For anatomical analyses small segments of pine needles were pre-fixed with 3% glutaraldehyde in 0.1 mol [L.sup.-1] phosphate buffer, pH = 7.3, and fixed in 1% solution of OsO4 (Bozzola & Russell, 1992; Ruzin, 1999). After dehydration in graded series of ethanol and xylol the specimens were embedded in paraffin. Cross-sections of needles, 10-15 [micro]m in thickness, were cut on a microtome and mounted on glass. After removing paraffin, the slices were stained with 5% safranin O and Fast Green FCF (Fluka, USA).

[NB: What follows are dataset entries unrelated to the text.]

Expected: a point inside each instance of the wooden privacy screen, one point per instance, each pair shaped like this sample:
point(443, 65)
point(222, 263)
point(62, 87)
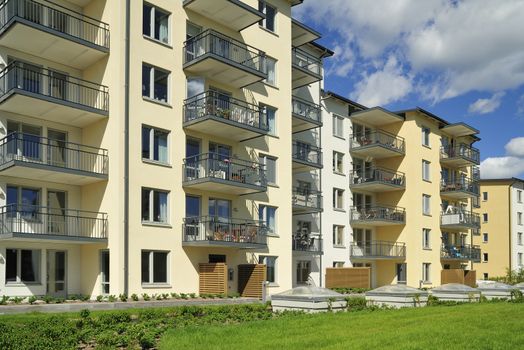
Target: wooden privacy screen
point(348, 277)
point(466, 277)
point(213, 278)
point(250, 280)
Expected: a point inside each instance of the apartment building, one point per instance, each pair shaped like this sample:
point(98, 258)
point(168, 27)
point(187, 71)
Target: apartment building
point(501, 210)
point(143, 139)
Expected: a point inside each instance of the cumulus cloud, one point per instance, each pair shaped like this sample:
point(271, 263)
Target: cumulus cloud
point(486, 105)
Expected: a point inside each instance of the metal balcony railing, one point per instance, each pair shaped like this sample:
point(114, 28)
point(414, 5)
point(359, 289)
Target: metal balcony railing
point(216, 104)
point(378, 249)
point(34, 149)
point(378, 213)
point(303, 60)
point(213, 43)
point(306, 110)
point(215, 166)
point(56, 18)
point(468, 153)
point(45, 221)
point(58, 86)
point(377, 138)
point(460, 252)
point(228, 230)
point(378, 175)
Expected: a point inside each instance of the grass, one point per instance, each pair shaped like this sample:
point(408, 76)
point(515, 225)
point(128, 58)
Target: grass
point(471, 326)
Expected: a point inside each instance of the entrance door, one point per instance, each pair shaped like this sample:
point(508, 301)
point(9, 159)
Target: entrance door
point(56, 273)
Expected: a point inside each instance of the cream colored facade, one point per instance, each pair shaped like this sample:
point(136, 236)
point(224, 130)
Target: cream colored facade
point(501, 234)
point(198, 81)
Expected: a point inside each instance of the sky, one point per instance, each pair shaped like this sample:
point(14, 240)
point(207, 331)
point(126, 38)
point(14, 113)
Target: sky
point(462, 60)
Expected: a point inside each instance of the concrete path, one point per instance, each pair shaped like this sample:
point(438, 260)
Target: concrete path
point(118, 305)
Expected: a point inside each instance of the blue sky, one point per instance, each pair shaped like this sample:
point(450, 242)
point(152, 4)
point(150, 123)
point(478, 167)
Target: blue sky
point(460, 59)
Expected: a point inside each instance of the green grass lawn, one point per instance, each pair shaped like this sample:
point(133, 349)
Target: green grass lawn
point(470, 326)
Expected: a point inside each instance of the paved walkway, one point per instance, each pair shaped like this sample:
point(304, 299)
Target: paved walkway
point(118, 305)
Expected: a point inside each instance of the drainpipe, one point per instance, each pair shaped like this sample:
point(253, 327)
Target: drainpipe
point(126, 148)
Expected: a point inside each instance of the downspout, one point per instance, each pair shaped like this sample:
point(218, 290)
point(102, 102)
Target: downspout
point(126, 147)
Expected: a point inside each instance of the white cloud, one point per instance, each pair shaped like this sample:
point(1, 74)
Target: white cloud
point(383, 86)
point(486, 105)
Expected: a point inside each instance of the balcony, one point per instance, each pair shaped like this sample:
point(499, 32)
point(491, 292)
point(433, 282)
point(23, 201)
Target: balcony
point(33, 223)
point(377, 179)
point(304, 243)
point(223, 59)
point(217, 114)
point(459, 156)
point(306, 115)
point(41, 93)
point(306, 157)
point(306, 69)
point(461, 253)
point(377, 144)
point(461, 188)
point(378, 250)
point(378, 216)
point(306, 201)
point(209, 231)
point(215, 173)
point(458, 219)
point(233, 14)
point(53, 32)
point(39, 158)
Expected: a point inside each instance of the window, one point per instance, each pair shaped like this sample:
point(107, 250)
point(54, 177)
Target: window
point(426, 239)
point(154, 144)
point(338, 126)
point(22, 266)
point(155, 83)
point(154, 266)
point(338, 235)
point(269, 22)
point(154, 206)
point(270, 68)
point(303, 271)
point(426, 204)
point(338, 198)
point(268, 216)
point(155, 23)
point(271, 267)
point(426, 272)
point(338, 162)
point(270, 167)
point(425, 170)
point(425, 136)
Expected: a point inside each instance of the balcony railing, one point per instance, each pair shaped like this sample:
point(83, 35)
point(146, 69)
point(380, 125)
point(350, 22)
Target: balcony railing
point(307, 199)
point(43, 221)
point(223, 47)
point(44, 82)
point(377, 175)
point(377, 138)
point(461, 252)
point(307, 153)
point(378, 249)
point(378, 213)
point(468, 153)
point(306, 243)
point(224, 230)
point(306, 110)
point(55, 18)
point(303, 60)
point(34, 149)
point(462, 184)
point(215, 166)
point(218, 105)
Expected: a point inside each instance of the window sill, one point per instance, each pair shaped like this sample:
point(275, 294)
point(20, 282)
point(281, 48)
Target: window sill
point(158, 102)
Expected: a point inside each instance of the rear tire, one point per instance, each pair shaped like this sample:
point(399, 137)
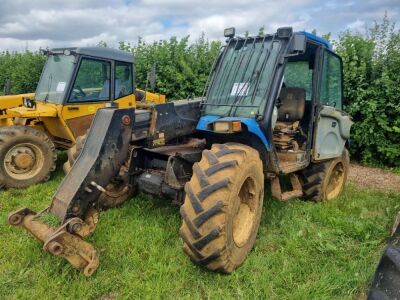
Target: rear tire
point(325, 180)
point(27, 156)
point(222, 209)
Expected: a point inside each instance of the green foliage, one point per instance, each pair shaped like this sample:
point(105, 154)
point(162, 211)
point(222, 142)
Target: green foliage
point(22, 69)
point(371, 80)
point(372, 90)
point(182, 68)
point(303, 251)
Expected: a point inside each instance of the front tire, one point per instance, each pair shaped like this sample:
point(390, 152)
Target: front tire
point(27, 156)
point(222, 209)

The cross-sections, the needle width and thickness, and separately the areas of epidermis, mesophyll, xylem, phloem, and sclerenchyma were examined under microscope (Micros MC400A) at x 100 magnification and photographed with a Nikon Coolpix 5400 digital camera. Measurements of the anatomical characteristics were made with MapInfo Professional for Windows 4.0 (MapInfo Corp. Inc., Troy, NY) and UTHSCSA ImageTool for Windows Version 3.0 (The University of Texas, Health Science Center, USA).

Statistical tests

Linear regression analysis and regression coefficient ([R.sup.2]) at statistical significance p < 0.05 were used to estimate the statistical significance of the relationship between biochemical composition of trees and anatomical characteristics and between mineral elements and the pH of soil from different sample plots. Pearson correlation analysis (r, p < 0.05) was applied for the determination of relations between the needle parameters. Analysis of variance was used to test the equality of group (distances from the plant, km) means and multiple comparisons were performed with ANOVA with F and p-values indicated. The differences between mean mineral element concentrations in soil and parameters of trees from the unpolluted control sample plot were investigated by pairwise t-test at statistical significance p < 0.05. For statistical calculations the Statistica 7.0 software and MS Excel were used.

RESULTS

Soil characteristics

The impact of cement dust upon soil was quite evident in polluted areas. Although the dust emission from the plant has practically stopped, the concentrations of Ca, Mg, Fe, Mn, and K in soil are continuously high. Moreover, significant differences were observed in the concentrations of Ca, K, and Mg between sample plots (Table 2). The pH value of soils in the polluted areas was over 7, which was 3 to 4 units higher than in the unpolluted sample plot. The differences between the soil pH of sample plots were statistically significant (Table 2). Correlations were revealed between the distance (km) from the cement plant and mineral elements in soil, except for P. Differences from the control were especially high on sample plot 2 km E from the plant. At high pH values of soil N concentrations decreased sharply and thus N deficiency may be a serious growth-limiting factor for trees in the alkalized area. Linear regression analyses revealed significant statistical relationships between the pH and Ca ([R.sup.2] = 0.688), K ([R.sup.2] = 0.544), P ([R.sup.2] = 0.511), and N ([R.sup.2] = 0.654) concentrations in sample plots. The concentration of OM in soil depended on the pH in all sample plots, being 2.6-6.9 times lower than control (Table 2).

Tree nutrition

The concentration of N in the Scots pine needles from the polluted areas was on average 10% lower than control, but that of Fe was 30%, of Ca 28%, of K 19%, and of Mg 16% higher than control while P and C did not differ from control. Although the C/N ratio in polluted soil was smaller than control, in the needles it tended to increase (Table 3).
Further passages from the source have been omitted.